Doyle and other Democratic lawmakers, under pressure from Zuckerberg, Dorsey, and Pichai, sought to hold them accountable for the congressional incident. Only Dorsey took some responsibility, but Pichai and Zuckerberg both avoided answering. Of course, Zuckerberg later admitted that his platform hosted the “problematic” content of some of the rioters.
The format of the meeting was such that, as in previous sessions, it was almost impossible to reach clear answers. Many lawmakers sought yes or no answers within five minutes, which Dorsey, Zuckerberg, and Pichai refused to answer.
“How annoying it seems they have forgotten the meaning of the words yes or no,” said Anna Eshoo, a California representative who was tired of managers dodging. It got to the point where Billy Long, a representative from Missouri, asked Dorsey, Zuckerberg, and Pichai directly, “Do you know the difference between yes and no?” Dorsey was active on Twitter during the meeting and, in response to Long’s question, sent a poll tweet with a question and answer yes or no.
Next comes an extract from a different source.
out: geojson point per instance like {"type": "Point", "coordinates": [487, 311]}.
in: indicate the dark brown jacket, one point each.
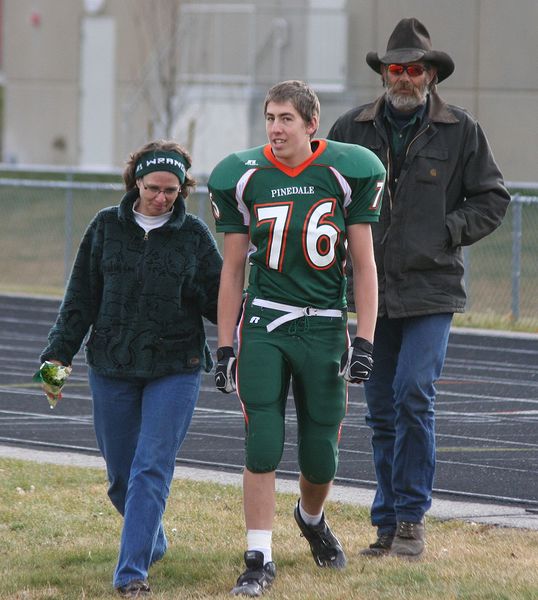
{"type": "Point", "coordinates": [450, 193]}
Unfortunately, the legislators also appeared unplanned in this meeting and repeated themselves, or if an important question was asked, managers were given little time to respond. The result was that the managers’ speeches at the beginning of the meeting were more useful than their speeches 5 hours later.
This meeting, like many previous meetings, did not lead to significant results. But the two parties in the United States agree on one thing, and that is to enact new laws to limit social platforms. The exact nature of these laws is not yet known, but new US President Joe Biden has expressed his desire to repeal Article 230 of the Communications Decency Act. has informed. In addition, Congress and the White House tend to limit tech giants.
Dorsey and Zuckerberg are likely to return to Congress soon to answer the senators ‘questions, and while that meeting does not seem to help solve the problems, it does show Congress’ determination to force the tech giants to change. There has even been talk of creating a new federal agency with legislative power to replace social platforms.